While unbanked people lack bank accounts entirely, the underbanked may maintain them, but rely primarily on other modes of financial transaction (cash, for example). According to the 2017 Survey of Unbanked and Underbanked Households, over 14 million adults qualified as unbanked and nearly 49 million qualified as underbanked nationwide. Black and Hispanic households were far more likely than white households to operate outside the banking system, a statistic that serves a point Ritchie Torres emphasized.
“Cashlessness seems benign,” he noted, “but when you reflect on it, the insidious racism that underlies a cashless business model becomes clear. In some ways, making a card a requirement for consumption is analogous to making identification a requirement for voting. The effect is the same: It disempowers communities of color.”
A number of New York restaurants have lately embraced the cashless push: Dos Toros, Dig Inn, Sweetgreen, Two Forks, Bluestone Lane coffee, many Danny Meyer establishments, the list goes on. The most common arguments in favor of cashlessness typically evoke a desire to keep apace with the times, hygiene even the urge to reduce security risks (you can’t rob the cash registers if there are no registers to rob).
And then there’s the assumption that everyone uses cards all the time anyway, which strikes Torres as classist and a marker of oblivious privilege. And indeed, some cashless restaurants do not seem particularly eager to attract the people their payment policies leave out: The now-closed Commerce put a moratorium on cash in 2009. At the time, its co-owner, Tony Zazula explained the decision thus: “If you don’t have a credit card, you can use a debit card. If you don’t have a debit card, you probably don’t have a checking account. And if you don’t have a checking account, you probably shouldn’t be eating at Commerce to begin with.”
Prominent establishments that have largely stopped accepting cash in recent years include the salad chain Sweetgreen.
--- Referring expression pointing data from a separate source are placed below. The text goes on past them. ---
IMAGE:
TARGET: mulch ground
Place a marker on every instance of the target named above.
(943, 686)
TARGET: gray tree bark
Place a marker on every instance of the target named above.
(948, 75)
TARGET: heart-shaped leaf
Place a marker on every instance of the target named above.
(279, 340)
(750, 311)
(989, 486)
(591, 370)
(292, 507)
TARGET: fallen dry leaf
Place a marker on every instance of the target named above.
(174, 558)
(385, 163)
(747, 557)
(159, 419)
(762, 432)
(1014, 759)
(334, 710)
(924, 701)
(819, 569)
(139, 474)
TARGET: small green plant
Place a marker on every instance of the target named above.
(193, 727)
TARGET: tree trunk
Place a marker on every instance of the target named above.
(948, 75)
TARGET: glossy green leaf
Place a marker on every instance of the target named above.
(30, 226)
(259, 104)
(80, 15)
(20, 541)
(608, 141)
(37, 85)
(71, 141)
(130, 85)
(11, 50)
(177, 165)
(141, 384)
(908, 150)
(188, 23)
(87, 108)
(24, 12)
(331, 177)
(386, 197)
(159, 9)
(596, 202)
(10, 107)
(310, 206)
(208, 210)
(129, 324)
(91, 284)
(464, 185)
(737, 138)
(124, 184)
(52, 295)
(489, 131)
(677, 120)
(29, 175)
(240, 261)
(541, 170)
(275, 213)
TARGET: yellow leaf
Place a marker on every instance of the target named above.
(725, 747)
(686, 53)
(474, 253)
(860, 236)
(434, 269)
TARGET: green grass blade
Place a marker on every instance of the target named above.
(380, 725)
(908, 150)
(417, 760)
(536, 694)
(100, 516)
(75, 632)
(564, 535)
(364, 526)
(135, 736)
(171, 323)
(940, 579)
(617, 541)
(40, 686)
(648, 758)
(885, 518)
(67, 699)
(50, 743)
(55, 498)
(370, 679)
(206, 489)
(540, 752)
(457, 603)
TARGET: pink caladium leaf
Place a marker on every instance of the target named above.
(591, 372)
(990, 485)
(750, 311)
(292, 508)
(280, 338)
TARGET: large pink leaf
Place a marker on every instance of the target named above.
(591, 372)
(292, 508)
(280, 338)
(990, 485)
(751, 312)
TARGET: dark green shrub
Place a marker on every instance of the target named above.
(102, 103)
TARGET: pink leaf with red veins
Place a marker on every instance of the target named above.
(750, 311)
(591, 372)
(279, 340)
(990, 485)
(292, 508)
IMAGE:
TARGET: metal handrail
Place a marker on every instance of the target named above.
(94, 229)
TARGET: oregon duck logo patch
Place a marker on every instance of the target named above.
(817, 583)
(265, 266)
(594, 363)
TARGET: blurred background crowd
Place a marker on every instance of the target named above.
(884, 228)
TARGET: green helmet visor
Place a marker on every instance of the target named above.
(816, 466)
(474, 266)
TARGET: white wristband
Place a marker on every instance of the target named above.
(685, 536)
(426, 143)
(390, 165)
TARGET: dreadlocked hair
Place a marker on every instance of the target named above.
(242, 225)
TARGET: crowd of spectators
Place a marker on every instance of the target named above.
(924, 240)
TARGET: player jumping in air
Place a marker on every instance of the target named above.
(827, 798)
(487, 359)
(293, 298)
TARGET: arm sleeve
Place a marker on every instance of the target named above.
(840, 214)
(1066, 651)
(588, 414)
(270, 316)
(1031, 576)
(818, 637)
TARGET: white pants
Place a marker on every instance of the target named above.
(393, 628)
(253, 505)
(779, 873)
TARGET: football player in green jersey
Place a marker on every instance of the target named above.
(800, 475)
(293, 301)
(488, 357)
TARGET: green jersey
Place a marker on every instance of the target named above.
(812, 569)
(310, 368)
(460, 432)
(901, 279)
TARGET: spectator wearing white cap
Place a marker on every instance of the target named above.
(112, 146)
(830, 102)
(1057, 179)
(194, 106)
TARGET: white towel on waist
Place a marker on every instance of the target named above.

The company has cited increased efficiency as one of the benefits of the shift. “The fast-casual food industry is facing several headwinds, like rising rents and labor costs, so businesses like ours require creative and sustainable solutions to scale smartly and continue building healthier communities,” the company wrote on its move towards going cashless.
“At our cashless locations, our team members were able to do 5–15% more transactions an hour, which means guests were in and out several minutes faster in a cashless store than one that accepts cash. And while it took some adjustments to consumer behaviors, most guests have adapted to paying with card or app and understand why we’re moving this way,” the company said.
Jessica Walker, President and CEO of the Manhattan Chamber of Commerce, noted businesses decide to stop accepting cash for a number of reasons, including convenience and increased security. “Just on the face of it, I think it goes against where we’re headed with the modern economy,” she said. “I think it would be a mistake to move in this direction without really thinking about the ramifications and hear from business owners about why they might be doing this.”
Torres said he suspects businesses will mobilize against the bill because it’s ‘tinkering with their convenience status quo.’ “But just like we have to protect against gentrification in our neighborhoods, we have to do the same with gentrification in the marketplace,” he said. “Requiring credit cards for consumption is a little like requiring identification for voting – it has the effect of erecting barriers for communities of color.”
In his legislation, Ritchie Torres proposed a $250 penalty for a no-cash restaurant’s first offense, and a $500 for each subsequent violation. He expects that the cashless chains and the business community will make a stink about the measure, but he remained hopeful that the City Council will ultimately support it.